The Chief Executive Officer of Dalex Finance, Ken Thompson is advising Small and Medium Enterprises (SMEs) to prepare for a ‘stormy weather ’ next year if government‘s borrowing is not controlled.

Concerns have been raised about the country’s debt sustainability. Public debt reached $83 billion dollars in July 2015.

Government’s ability to borrow has been restricted following its decision to sign up to an IMF programme. Conditions under the programme do not allow government to borrow from the Eurobond Market or for the Bank of Ghana to finance the government’s deficit.

This Mr. Thompson says, could compel the government to borrow from the domestic market, which could influence increase in interest rate on Treasury Bills.

Most SME’s are financed by non bank finance institutions, who borrow at the average interest rate for 182 day treasury bills plus a margin of between 5 to 8 percent.

SME’s pay an average of 72 percent on loans. If the interest rate on Treasury Bills increases, the cost of borrowing by SME’s will also increase.

“It is companies like Dalex Finance that lend to SMEs. The banks don’t do that. They would rather buy treasury bills so if the rates go up, the amount that we charge for our loans also goes up.
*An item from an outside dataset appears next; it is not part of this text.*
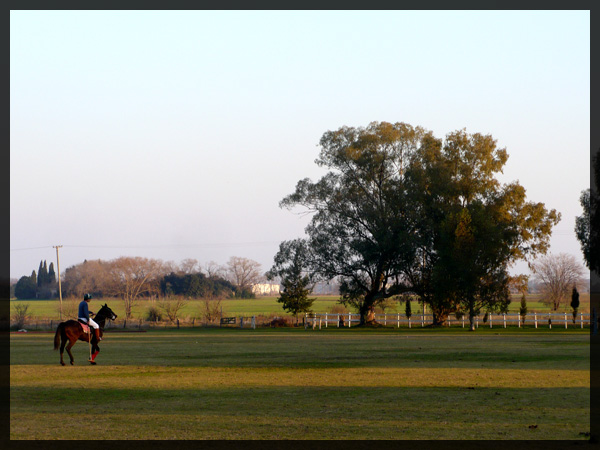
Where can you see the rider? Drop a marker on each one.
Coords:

“Remember that in the 90’s the treasury bill at some point was over 40 percent. So for every Cedi that you earn, if you borrow from a non bank finance institution, you would probably pay over 80 pesewas of that as interest,” he said.

You must be making abnormal profits to finance your business, Mr. Thompson explained.

There appears to be a ‘liquidity’ problem in the market, the very reason why most banks are running promotions. These promotions are aimed at attracting people to make deposits.

The liquidity challenge Mr. Thompson said is not surprising. The Volta River Authority (VRA) for example, owes banks approximately US$1.3 billion.

This makes it imperative for government to maintain a tight grip on its expenditure as well as find ways to widen the tax net to increase revenue.

That in his view is the only way a potential increase in Treasury Bill rates can be averted.

Asked what he sees as he looks into the ‘crystal ball’, Mr. Thompson mimicked ‘Captain Haddock’ and exclaimed, “Ahoi, Ahoi…. batten down the hatches, stormy weather ahead…..Ahoi.”